No. I just think that’s always wrong. You have to have a leader, and followers aren’t leaders. People who follow the polls earn the contempt of the public. You have to have content, and there’s no content on a campaign that’s trying to simulate the impressionistic shifts and turns of people’s views and the polls.

Who do you see becoming that leader?

I really do think Rubio is our guy. I really think that in all my time, I’m 73 now, I’ve seen a lot of politicians, and I think Rubio is as good as any of them or better. I actually would say that he’s better than anybody else I’ve seen. Reagan grew on me. I didn’t immediately recognize his appeal, and Reagan had a kind of strategic sense that was incredibly effective in retrospect. Rubio is immediately accessible. I think Ryan is excellent, but I don’t think he is quite as excellent of a politician as Rubio. I think it’s going to be Rubio, and I think he’ll win and be a great president. I think he can turn this country around. He’s a wonder-worker. He has amazing talent.

What would you say to college students searching for a job?

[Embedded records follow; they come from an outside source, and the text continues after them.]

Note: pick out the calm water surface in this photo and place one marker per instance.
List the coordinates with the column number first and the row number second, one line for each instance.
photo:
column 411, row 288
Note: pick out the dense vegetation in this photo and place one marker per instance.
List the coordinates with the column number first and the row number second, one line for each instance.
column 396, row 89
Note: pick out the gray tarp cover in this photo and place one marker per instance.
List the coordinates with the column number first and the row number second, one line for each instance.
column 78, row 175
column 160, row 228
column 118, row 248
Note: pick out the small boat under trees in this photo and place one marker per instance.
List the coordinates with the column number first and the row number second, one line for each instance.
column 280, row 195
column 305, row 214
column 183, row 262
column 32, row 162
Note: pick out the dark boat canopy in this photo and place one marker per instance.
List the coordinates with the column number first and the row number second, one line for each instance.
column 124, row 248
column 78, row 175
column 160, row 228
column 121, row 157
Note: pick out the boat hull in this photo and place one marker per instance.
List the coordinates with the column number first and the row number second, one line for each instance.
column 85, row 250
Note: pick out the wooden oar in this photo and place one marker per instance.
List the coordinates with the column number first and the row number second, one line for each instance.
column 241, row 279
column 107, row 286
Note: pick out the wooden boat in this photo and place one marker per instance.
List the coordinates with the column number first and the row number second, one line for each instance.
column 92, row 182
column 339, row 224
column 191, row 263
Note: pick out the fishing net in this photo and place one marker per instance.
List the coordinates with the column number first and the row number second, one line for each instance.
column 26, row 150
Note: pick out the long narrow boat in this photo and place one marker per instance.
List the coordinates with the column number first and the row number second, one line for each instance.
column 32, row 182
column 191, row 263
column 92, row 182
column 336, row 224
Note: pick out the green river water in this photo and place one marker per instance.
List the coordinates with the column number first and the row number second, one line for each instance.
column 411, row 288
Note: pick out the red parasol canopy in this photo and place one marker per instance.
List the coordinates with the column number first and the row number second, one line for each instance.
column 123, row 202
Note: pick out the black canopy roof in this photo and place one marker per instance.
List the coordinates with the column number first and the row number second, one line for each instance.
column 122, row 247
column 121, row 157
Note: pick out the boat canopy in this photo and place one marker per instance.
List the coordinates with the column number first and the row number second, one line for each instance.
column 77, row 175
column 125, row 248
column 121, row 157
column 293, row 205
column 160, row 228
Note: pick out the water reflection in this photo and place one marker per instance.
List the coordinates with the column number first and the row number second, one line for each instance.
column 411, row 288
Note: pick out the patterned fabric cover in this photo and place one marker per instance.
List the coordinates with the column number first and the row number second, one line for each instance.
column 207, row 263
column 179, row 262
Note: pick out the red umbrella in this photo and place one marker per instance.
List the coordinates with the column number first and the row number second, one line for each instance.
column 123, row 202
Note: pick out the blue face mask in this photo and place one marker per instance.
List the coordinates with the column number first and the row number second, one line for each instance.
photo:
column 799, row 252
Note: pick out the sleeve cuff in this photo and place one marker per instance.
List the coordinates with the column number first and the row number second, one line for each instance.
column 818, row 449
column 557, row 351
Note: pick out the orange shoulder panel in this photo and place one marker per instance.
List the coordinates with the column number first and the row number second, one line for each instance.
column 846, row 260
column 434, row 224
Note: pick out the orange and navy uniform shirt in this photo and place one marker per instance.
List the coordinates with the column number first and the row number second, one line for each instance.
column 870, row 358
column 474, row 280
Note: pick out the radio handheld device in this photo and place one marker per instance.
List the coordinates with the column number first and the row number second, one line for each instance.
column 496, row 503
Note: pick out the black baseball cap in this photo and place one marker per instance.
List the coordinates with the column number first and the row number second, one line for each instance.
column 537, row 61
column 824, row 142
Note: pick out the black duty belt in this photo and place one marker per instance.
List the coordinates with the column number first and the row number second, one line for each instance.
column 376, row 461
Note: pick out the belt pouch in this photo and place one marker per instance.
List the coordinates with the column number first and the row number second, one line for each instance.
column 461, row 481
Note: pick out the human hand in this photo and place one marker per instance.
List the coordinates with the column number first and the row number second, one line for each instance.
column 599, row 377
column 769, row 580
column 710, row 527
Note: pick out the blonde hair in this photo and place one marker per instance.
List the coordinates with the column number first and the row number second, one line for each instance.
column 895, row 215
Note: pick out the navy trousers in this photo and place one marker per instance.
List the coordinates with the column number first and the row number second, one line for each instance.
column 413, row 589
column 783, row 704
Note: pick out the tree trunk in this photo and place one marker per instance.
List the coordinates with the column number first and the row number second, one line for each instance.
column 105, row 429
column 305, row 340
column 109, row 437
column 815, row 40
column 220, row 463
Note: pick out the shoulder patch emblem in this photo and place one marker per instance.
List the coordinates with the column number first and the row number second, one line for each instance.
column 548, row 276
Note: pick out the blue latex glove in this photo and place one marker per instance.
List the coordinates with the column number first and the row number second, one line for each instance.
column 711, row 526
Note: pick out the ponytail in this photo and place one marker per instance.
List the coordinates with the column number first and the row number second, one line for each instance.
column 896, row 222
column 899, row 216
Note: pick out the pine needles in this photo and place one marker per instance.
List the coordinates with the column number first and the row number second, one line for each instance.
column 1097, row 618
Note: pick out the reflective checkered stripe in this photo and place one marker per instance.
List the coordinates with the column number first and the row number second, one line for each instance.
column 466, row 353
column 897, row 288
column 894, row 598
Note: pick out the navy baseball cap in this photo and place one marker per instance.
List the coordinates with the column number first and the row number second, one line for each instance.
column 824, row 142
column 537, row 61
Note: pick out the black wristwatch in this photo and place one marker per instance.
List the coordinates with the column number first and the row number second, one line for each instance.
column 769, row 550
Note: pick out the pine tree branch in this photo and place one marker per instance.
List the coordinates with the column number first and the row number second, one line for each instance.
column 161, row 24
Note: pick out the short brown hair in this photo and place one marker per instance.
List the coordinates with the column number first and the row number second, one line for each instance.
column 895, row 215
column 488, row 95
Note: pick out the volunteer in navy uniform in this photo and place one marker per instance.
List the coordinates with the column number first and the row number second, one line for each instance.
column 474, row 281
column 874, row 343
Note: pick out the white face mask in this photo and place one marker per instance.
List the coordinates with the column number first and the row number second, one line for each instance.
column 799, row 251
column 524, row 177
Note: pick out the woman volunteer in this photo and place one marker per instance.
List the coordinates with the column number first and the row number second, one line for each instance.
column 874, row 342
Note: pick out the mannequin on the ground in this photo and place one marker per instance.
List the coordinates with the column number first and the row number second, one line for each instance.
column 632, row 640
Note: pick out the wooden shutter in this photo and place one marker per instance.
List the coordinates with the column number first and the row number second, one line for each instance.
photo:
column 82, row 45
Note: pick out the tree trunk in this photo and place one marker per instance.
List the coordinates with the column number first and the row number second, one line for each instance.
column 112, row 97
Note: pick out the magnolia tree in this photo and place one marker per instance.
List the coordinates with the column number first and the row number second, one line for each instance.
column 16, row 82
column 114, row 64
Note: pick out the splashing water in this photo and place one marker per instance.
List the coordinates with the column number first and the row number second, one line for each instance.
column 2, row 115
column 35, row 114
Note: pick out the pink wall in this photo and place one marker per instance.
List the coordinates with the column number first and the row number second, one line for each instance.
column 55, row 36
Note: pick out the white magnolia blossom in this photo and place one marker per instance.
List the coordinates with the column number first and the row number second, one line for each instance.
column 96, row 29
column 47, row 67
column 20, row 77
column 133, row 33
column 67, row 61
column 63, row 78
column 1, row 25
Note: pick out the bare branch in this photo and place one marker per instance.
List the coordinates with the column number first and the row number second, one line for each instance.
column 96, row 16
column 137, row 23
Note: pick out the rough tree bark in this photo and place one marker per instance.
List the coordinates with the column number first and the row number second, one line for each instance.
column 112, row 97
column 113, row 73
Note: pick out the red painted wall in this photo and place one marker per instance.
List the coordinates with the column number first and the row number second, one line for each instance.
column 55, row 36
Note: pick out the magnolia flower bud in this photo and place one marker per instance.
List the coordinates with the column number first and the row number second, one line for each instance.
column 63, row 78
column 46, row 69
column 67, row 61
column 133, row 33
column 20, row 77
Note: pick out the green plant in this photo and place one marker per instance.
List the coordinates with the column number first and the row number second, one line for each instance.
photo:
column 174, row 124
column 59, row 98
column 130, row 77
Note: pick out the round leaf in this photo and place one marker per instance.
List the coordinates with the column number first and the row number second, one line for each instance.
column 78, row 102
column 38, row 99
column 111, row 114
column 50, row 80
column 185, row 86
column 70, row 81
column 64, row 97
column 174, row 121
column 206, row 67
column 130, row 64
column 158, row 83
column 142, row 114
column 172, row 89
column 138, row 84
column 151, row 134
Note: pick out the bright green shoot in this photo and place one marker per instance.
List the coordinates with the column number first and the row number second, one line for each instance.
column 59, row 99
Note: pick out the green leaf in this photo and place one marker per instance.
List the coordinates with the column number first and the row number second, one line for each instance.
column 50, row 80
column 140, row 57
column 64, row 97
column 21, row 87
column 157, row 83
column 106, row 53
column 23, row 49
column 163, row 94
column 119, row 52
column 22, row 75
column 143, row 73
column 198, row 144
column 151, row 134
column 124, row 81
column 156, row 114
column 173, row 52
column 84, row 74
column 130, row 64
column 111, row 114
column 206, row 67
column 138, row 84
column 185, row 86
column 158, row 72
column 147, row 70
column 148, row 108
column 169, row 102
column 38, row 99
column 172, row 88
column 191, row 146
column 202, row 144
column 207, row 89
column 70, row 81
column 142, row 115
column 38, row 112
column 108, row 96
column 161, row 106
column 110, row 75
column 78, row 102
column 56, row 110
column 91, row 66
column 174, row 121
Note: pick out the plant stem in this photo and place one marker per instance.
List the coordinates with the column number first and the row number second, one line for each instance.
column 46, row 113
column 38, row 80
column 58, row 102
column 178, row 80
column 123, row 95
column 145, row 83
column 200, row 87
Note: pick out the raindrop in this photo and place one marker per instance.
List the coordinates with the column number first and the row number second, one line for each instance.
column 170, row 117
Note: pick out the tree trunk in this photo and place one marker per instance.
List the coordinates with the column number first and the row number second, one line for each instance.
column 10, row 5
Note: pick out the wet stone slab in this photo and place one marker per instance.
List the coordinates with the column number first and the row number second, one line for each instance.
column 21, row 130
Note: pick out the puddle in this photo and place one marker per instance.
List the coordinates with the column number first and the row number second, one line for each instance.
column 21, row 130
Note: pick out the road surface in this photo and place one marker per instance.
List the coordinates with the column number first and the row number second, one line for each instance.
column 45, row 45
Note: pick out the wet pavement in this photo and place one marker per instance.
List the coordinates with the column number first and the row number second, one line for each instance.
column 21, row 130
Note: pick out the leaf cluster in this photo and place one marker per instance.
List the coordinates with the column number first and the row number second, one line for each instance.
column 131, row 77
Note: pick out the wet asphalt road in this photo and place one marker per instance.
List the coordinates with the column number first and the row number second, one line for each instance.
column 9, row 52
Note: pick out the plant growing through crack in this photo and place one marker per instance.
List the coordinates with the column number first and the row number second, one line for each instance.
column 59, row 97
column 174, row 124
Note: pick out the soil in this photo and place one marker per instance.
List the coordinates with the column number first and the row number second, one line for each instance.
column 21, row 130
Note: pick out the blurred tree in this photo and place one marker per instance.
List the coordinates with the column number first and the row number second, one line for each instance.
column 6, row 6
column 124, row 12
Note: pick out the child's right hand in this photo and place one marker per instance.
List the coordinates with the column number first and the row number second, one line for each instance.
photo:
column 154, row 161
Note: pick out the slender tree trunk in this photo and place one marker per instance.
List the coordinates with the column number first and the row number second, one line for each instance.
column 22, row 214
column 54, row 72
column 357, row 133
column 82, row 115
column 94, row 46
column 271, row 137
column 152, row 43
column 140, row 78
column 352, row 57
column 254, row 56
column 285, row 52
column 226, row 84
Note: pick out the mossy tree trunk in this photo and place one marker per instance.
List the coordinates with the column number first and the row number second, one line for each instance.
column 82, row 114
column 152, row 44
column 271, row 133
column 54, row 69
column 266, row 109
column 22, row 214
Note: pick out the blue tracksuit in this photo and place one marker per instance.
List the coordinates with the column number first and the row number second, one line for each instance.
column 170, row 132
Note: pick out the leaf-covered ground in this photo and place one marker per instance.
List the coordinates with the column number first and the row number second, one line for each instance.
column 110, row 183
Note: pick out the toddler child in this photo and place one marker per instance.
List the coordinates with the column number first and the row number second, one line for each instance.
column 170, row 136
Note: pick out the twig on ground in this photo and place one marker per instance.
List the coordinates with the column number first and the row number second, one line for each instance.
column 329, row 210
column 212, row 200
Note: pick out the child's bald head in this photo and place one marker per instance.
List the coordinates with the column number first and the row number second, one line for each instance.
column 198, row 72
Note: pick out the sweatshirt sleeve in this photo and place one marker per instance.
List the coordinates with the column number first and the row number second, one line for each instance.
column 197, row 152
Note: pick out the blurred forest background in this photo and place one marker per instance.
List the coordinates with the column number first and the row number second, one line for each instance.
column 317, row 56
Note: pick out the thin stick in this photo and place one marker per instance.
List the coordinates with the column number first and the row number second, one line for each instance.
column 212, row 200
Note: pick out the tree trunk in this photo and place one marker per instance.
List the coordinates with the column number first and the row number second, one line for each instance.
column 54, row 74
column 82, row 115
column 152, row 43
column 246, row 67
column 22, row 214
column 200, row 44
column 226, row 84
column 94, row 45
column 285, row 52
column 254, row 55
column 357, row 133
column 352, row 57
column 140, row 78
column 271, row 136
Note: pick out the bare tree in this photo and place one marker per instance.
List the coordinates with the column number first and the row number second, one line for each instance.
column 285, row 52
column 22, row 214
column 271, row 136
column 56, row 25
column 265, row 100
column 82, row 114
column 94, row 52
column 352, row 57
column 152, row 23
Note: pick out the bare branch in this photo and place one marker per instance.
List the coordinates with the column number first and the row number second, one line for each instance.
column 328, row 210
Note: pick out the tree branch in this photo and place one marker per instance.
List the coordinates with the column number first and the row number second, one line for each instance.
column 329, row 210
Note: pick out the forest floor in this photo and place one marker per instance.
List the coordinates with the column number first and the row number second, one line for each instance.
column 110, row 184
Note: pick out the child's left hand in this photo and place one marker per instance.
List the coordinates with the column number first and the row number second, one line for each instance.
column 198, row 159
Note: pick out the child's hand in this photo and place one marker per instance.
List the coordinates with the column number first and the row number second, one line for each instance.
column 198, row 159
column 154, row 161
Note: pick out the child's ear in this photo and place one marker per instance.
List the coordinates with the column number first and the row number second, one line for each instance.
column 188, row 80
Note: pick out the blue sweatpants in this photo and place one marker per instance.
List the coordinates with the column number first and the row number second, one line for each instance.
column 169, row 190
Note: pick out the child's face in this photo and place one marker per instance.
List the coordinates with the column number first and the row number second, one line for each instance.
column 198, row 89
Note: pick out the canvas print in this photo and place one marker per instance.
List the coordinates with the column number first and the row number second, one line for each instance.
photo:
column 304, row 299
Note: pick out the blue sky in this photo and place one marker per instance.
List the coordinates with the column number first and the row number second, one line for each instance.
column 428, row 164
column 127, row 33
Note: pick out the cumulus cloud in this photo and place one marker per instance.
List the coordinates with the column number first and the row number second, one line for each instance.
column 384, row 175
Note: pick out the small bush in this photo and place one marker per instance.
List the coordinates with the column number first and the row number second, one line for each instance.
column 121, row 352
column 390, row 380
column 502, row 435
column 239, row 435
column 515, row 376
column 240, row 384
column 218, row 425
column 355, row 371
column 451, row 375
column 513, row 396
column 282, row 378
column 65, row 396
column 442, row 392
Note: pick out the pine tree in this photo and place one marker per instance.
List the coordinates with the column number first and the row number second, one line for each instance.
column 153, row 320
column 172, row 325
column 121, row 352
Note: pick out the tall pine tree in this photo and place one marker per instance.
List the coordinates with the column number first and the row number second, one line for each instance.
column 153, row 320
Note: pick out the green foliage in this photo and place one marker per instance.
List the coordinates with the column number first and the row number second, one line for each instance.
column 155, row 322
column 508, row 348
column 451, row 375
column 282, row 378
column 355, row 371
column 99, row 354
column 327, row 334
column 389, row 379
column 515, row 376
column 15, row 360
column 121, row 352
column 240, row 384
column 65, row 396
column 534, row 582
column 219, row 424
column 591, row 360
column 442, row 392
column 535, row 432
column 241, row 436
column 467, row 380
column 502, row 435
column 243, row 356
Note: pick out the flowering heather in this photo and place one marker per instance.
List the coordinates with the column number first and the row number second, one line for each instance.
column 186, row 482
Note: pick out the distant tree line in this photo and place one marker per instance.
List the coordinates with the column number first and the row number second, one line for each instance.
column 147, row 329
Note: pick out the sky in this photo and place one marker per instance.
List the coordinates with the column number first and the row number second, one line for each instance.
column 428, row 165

What should students who are passionate about these ideas consider or do?

This is may seem a strange recommendation, but my experience is that anybody who wants to succeed in the world of ideas has to understand accounting. If you don’t understand accounting, in every organization you’re in, you will have to petition the person with the money, and they will be able to give you absolutely conclusive reasons why your project can’t go ahead. Unless you can debate on the grounds on mathematical accounting, you’ll lose all of those exchanges. It’s a great mistake that liberal arts people say they can’t learn math. I said it myself, and I learned that was a mistake. In this world, it is so important to learn numbers.

George Bush’s presidency was discredited because Treasury Secretary Hank Paulson could run him over during a financial crisis. Bush didn’t have a clue, and that’s because he never really mastered accounting. He thought Paulson knew something magical, and it isn’t magical, it’s simple. It just takes work.